← Back to context

Comment by akersten

8 hours ago

I guess to me, I'm looking at it from the perspective of diffing the repo between the squashed commit on main and the tip of the incoming PR. If there are merge conflicts during the rebase in files that don't appear in that diff, I consider that a hallucination, because those changes must already in the target branch and no matter what happened to those files along the way to get there, it will always be a waste of my time to see them during an interactive rebase.

I don't think we need to store any additional metadata to make the rebase just slightly more smarter and able to skip over the "obvious" commits in this way, but I'm also just a code monkey, so I'm sure there are Reasons.

You’re looking at it from the perspective of a human reasoning. But a computer is a simple machine (what it can do, not how it does it). What seems obvious to you could be a complicated algorithm.

Git store all its information as a directed acyclic graph (a tree) of commits. The leaves of that tree have names, and are what we called branches. Each commit points to a tree (also a tree data structure) where the nodes are blobs (files) and sub trees. But that tree only stores the files that has been changed since the last commit. Git does not store diffs. Diffs are computed as needed.

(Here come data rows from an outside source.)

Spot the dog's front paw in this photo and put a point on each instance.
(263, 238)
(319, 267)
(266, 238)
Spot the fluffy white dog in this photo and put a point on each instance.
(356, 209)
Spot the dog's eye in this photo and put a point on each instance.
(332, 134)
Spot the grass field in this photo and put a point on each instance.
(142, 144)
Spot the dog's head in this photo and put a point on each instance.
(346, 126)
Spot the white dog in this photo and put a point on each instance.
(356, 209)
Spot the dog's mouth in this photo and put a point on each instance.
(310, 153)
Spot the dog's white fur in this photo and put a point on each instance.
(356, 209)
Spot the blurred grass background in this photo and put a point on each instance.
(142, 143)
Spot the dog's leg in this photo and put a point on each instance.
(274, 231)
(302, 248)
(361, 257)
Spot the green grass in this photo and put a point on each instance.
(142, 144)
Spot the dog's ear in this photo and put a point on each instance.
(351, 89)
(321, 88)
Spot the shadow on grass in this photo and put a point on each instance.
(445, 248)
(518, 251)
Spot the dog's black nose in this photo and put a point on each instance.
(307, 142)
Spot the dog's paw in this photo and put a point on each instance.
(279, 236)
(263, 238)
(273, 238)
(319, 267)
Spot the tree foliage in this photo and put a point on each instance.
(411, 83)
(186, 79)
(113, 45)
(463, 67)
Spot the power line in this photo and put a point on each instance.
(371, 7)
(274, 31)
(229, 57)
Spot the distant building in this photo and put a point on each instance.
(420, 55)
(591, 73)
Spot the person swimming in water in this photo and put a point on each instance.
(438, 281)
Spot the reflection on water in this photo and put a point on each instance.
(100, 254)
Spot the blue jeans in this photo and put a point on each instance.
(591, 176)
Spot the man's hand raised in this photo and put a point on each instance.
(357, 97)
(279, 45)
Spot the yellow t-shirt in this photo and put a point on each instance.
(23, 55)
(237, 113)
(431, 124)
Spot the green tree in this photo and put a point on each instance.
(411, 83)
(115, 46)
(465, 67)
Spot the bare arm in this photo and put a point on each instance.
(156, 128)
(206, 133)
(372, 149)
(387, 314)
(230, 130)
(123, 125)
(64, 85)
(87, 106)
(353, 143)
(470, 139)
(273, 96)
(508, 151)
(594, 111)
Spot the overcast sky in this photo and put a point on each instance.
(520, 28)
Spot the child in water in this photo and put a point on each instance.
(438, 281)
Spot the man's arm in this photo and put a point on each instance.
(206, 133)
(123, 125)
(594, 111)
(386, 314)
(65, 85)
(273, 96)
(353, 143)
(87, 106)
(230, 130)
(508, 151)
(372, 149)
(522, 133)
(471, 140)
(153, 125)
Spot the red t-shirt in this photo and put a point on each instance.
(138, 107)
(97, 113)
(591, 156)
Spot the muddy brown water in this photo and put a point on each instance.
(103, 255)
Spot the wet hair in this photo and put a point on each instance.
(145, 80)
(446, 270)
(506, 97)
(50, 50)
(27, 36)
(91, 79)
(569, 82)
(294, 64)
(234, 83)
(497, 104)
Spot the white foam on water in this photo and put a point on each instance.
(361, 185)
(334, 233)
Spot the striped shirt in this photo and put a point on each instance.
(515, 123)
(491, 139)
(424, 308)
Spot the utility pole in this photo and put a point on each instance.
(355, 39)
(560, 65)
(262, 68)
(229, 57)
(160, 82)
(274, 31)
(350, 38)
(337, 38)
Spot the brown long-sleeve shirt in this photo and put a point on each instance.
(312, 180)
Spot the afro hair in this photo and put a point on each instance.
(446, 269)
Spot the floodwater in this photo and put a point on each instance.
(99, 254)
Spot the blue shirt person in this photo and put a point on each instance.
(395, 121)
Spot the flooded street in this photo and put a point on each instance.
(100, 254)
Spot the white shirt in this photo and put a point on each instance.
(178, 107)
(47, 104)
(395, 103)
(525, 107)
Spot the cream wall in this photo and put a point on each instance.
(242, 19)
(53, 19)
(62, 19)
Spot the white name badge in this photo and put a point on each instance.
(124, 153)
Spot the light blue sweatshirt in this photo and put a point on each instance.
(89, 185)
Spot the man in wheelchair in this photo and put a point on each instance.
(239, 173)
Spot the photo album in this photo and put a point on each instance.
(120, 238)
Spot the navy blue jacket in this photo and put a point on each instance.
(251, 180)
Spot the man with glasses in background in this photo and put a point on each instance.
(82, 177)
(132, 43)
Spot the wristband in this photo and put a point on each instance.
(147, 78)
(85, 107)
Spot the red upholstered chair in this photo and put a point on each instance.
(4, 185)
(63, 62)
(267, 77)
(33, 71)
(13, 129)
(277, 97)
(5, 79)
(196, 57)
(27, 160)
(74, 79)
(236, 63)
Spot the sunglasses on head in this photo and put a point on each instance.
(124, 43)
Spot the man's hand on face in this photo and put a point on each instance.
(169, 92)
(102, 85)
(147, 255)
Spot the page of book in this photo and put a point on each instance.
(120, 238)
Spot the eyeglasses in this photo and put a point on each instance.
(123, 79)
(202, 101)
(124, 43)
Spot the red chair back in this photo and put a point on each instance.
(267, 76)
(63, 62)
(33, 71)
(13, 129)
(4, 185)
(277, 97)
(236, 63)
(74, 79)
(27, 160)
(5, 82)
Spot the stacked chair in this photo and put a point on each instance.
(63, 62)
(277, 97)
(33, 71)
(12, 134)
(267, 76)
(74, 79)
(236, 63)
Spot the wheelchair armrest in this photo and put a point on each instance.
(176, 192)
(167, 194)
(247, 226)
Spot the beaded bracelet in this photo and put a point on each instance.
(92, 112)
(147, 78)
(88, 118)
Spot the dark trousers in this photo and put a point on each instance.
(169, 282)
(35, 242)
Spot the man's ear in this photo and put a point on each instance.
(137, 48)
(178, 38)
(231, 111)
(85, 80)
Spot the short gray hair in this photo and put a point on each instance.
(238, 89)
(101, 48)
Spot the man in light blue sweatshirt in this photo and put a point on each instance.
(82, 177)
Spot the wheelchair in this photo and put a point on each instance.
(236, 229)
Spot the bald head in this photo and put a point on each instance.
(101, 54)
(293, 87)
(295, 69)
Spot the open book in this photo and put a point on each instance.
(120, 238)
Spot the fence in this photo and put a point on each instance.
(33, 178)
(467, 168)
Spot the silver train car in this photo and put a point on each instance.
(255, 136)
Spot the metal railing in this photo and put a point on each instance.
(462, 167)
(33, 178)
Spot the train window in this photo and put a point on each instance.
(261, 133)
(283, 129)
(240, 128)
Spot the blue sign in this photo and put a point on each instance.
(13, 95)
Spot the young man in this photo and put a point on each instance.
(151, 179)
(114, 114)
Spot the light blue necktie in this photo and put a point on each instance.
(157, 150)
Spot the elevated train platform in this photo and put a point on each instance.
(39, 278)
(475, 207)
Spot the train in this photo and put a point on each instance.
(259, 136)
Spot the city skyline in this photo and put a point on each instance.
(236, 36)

This why the common ancestor commit is important. From there, a version of the working directory is computed for each branch (main-with-squashed-A and PR B). Files that have not been changed since PR A are ok, but everything else will be different, especially if you’ve modified the same lines.

Squashed A is a brand new commit with a new tree that PR B does not know about. You need to recompute PR B on top of Squashed A, (which will create new commits for PR B).